Researchers at the National Human Genome Research Institute (NHGRI), part of the National Institutes of Health (NIH), have discovered clues to the possible cause of recurring, non-contagious fevers and sores that affect only children. Several genes have been implicated with the syndrome, known as PFAPA syndrome (Periodic Fever, Aphthous Stomatitis, Pharyngitis, Adenitis), which could lead to new treatments. The results were published in the journal Proceedings of the National Academy of Sciences (PNAS).
The findings were made possible by the realization of commonalities with other chronic inflammatory conditions that also involved sores on the body, including the common canker sore. The study illustrates how long-standing health mysteries may now be solved when researchers discover new biological connections with the help of increasing amounts of genomic data.
While PFAPA syndrome has become the most common recurring fever syndrome in children from Western countries, diagnosis and treatment methods have remained largely primitive and insufficient. The episodes usually spontaneously stop in pre-adolescence.
Because of the nature of the disease, researchers have long thought that answers may lie in genomics. After ruling out the possibility that the syndrome is caused by mutations in a single gene, they considered the possibility that multiple genes are involved.
To see which genes (if any) were involved in the disease, the research team searched for commonalities in symptoms between PFAPA syndrome and two other inflammatory diseases: Behçet's disease, which causes inflammation of blood vessels, and canker sores.
Each illness presented itself with one common symptom: canker sores.
The group looked into whether the gene variants known to be associated with those diseases were also present in people with PFAPA syndrome by comparing patients with the disorder from European-American and Turkish ancestries with the general U.S. population. They performed more detailed analyses of six genes that are strongly linked to Behçet's disease and canker sores.
The strongest association was with the gene IL12A, which encodes an inflammation-related protein that is used by the immune system. The IL12A protein acts as an alarm for the immune system and prompts an inflammatory response by activating various white blood cells. Other genes involved in the immune system also showed increased expression in patients, such as STAT4, IL10, and CCR1-CCR3.
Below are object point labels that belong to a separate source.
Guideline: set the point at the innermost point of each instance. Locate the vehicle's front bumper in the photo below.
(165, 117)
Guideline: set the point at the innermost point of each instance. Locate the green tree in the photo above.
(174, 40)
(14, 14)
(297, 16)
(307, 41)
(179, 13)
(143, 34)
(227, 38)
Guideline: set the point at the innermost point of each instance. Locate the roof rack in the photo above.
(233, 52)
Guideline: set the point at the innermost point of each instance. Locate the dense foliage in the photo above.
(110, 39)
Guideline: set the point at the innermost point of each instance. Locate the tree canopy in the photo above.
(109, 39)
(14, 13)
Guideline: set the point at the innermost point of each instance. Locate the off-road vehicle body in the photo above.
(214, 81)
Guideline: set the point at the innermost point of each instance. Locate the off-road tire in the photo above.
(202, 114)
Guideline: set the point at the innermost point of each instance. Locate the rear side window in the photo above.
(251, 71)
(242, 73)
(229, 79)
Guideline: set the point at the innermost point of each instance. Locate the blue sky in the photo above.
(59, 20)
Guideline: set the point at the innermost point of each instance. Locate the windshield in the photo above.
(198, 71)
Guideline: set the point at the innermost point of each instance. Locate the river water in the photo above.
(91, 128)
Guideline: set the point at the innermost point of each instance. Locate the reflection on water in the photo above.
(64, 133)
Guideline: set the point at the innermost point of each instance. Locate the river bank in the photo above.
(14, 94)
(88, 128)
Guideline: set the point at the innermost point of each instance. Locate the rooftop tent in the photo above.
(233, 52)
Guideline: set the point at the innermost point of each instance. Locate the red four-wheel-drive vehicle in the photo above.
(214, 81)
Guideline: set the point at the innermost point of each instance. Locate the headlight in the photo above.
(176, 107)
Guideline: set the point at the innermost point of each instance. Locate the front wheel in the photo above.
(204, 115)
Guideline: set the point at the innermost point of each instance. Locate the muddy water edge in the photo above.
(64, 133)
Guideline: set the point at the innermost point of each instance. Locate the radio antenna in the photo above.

Due to genomic similarities between PFAPA syndrome, Behçet's and canker sores, the researchers proposed naming them Behçet's spectrum disorders. On the severity scale, canker sores would be on the mild end, Behçet's disease on the severe end, and PFAPA syndrome between the two.
This spectrum is clinically important because a number of patients may have symptoms that are shared between the three diseases, which could make it difficult for doctors to isolate their specific condition. According to the researchers, those patients would be better served if they were referred to having Behçet's spectrum disorders.